5.4     In einer Mitteilung an die Institution C.___, in welcher die Beschwerdeführerin ab April 2023 ein Aufbautraining absolvierte, erklärt Dr. med. E.___, die Beschwerdeführerin komme weiterhin 14-täglich zu ihm in die Therapie, dabei gehe es um die bekannten Themen der sozialen Ängste, Selbstunsicherheit und phasenweise belastenden Gedanken zur Zukunft. Seit einem Monat werde – nach sechs Monaten ohne Medikamente – ein neues Medikament eingesetzt. Er, der Therapeut, empfehle eine Weiterführung der laufenden Massnahme mit neu festgelegten, genau und auch quantitativ formulierten Erreichungszielen. Dabei gehe es darum, dass die Beschwerdeführerin weiter Selbstwirksamkeit und Erfolge erleben könne. Eine Stagnation auf dem aktuellen Niveau sei zu wenig motivierend und selbstwertsteigernd.

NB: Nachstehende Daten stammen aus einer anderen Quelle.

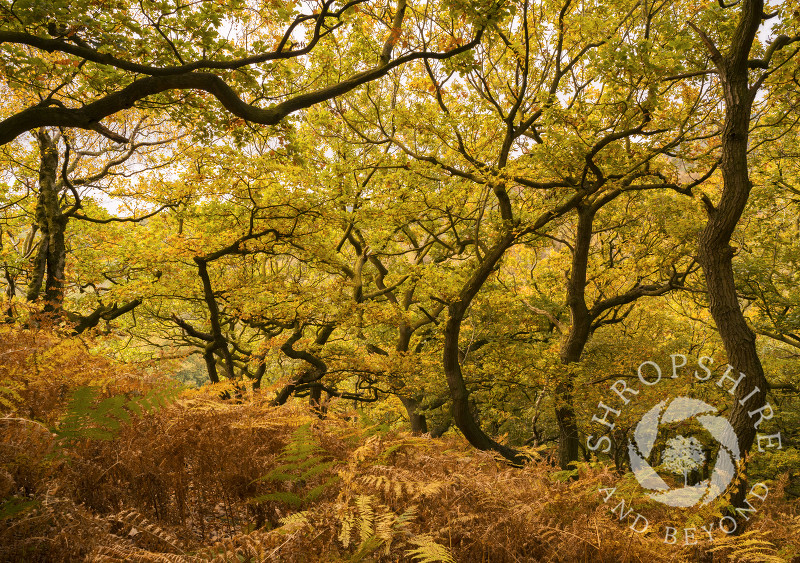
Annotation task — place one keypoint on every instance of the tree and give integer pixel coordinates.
(127, 55)
(715, 254)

Zudem unterstütze er die Planung einer begleitenden, aufsuchenden Unterstützung der Beschwerdeführerin zu Hause und in den alltäglichen Herausforderungen mit dem Ziel der aufbauenden Autonomieentwicklung (IV-Nr. 56 S. 8; der zitierte Text enthält kein Datum, er wurde zwischen April und Juli 2023 verfasst).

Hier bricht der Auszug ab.